Pay your employees well. If you pay your employees more than they could earn at other distributors, and pay them based on how well they perform, you’ll probably be able to get the best people available in the workforce. When employees can see a direct correlation between performance and their compensation, they usually tend to work hard. And, if an employee doesn’t meet your expectations, there are probably many people (often trained by your competitors) waiting to take their place.
We’ve seen great results when the accuracy of on-hand quantities affects the compensation of all employees that have access to warehouse inventory. These employees are motivated to treat your inventory as if it was their own. It’s like having management constantly watching over your warehouse operations.
On the other hand, low-paid employees usually aren’t motivated. They can’t see a correlation between their performance and the compensation they receive. So why bother to put forth the extra effort necessary to do a good job? While at work, they tend to concentrate on what they must do “to get by” – that is, what they can get away with (possibly including theft) and avoid getting fired. Their lack of motivation is contagious and can easily become part of your corporate culture. And, in any case, they’ll be gone as soon as a better opportunity appears.
If someone is caught stealing, get rid of him.
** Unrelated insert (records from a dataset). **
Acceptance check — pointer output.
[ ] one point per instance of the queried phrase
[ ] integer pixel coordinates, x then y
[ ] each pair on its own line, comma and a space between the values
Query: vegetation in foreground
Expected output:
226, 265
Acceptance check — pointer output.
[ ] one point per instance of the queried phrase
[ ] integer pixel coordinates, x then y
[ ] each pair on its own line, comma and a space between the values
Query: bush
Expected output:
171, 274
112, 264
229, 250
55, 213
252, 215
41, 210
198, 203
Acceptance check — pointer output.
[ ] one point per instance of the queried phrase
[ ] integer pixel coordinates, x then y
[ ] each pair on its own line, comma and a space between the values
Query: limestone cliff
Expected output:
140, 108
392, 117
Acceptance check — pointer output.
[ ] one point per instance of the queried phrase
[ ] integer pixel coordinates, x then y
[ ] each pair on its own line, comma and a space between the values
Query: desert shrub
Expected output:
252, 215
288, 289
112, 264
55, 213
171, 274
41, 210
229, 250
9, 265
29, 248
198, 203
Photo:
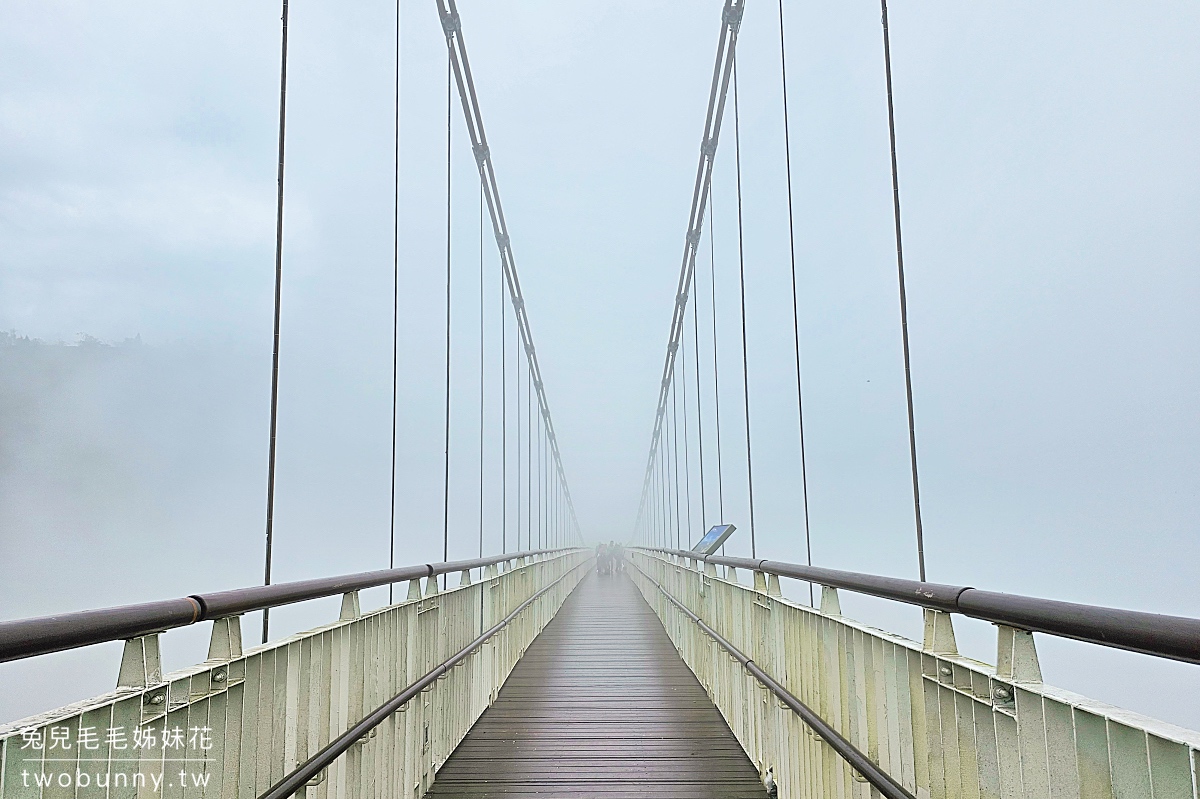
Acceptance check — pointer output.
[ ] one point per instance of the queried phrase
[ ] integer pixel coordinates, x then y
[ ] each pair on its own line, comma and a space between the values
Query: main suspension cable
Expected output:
700, 414
717, 376
796, 313
445, 458
483, 354
904, 301
504, 420
731, 20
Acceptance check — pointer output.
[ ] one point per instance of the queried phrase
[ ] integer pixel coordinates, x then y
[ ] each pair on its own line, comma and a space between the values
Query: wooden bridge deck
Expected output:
600, 706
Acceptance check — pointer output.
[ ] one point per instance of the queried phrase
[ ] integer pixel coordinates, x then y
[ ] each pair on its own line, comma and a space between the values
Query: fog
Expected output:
1049, 181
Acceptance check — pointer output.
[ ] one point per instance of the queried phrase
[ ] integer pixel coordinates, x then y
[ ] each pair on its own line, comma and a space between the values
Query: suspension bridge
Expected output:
658, 668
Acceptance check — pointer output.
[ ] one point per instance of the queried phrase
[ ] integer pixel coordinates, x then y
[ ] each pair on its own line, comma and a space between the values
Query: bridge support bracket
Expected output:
831, 605
1017, 656
940, 634
141, 664
351, 607
226, 641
While most people don’t like big brother watching over their shoulder, they also don’t like people getting away with criminal acts. If someone steals, they are stealing from everyone who works for your company. After all, the money used to buy replacement merchandise is money that could have been used to pay higher wages or provide additional benefits. If you overlook certain indiscretions or continually give people a “second chance,” you are condoning behavior that is detrimental to the well-being of your company and your employees.
Inventory accuracy is a necessary element in any effective replenishment system. If your buyers don’t know how much of a product is in your warehouse and available for sale, there is no way they can accurately determine when to replenish stock and how much to order. You’ll end up with a “lose-lose” inventory: shortages of products your customers expect you to have in stock, and excess quantities of slow-moving items.